Get to Know Your Instructors: Emily Morgan

Emily Morgan from the Linguistics faculty at UC Davis will be teaching the Computational Psycholinguistics course at the 2019 Institute. Here is an interview with Professor Morgan.

Can you please tell us about your linguistic background?

I discovered linguistics as an undergraduate. I was a math major, but I took a developmental psychology class and was particularly interested in the section on language development. After that I sought out more linguistics and cognitive science courses and research opportunities. Given my background in math and computer science, it was a natural fit to approach linguistics from a computational perspective. I did my PhD in Linguistics and Cognitive Science at UC San Diego. My research combines experimental psycholinguistic methods with computational modeling as a way to formalize and test theories of language processing.

When did you first join the LSA?

I first joined in 2014 when I attended the LSA Annual Meeting as a graduate student.

Can you tell us about the course you are teaching at the Institute?

My Computational Psycholinguistics course will focus on how computational models can help us unify and make sense of theories of language processing.
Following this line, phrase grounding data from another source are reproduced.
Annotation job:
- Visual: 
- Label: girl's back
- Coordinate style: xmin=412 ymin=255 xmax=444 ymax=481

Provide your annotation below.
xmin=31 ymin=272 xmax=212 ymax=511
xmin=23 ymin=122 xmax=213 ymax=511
We’ll address psycholinguistic phenomena at a variety of levels, from phonemes to sentences and discourses, where computational models have given us new insights into how the language processing system operates and why. It won’t require a lot of programming; rather than focusing on how to implement the models, we’ll focus on the statistical principles underlying them, and how those translate back into theories of human language processing.

What research are you currently working on?

My research asks how speakers store their previous language experience, and how they use those stored representations to form expectations about future experience. For example, when a speaker encounters a highly frequent phrase such as “bread and butter”, is this phrase represented and processed holistically as a single unit, or compositionally as a conjunction of nouns? Is the form of this representation influenced by the frequency of the expression (compared to a less frequent expression like “facts and techniques”) or its frozenness in a given order (compared to a more flexible expression like “boys and girls”/”girls and boys”)?

What is unique about Davis?/What do you like about Davis?

One of the great things about Davis is the diversity of approaches that people are pursuing in the study of language. In addition to the traditional study of linguistic structure, researchers are studying language through behavioral experiments and neuroscience, through computational approaches, through the lens of multilingualism, etc.

What advice would you give to graduate students interested in pursuing a career in linguistics?

I recommend all graduate students in linguistics pick up some basic programming and statistics skills. The field is increasingly interested in empirical research, and even students whose primary areas of study are theoretical will find these quantitative skills helpful, whether organizing and searching a corpus of field notes, running statistics on an acceptability judgment experiment, or just being an informed consumer of the current literature in the field.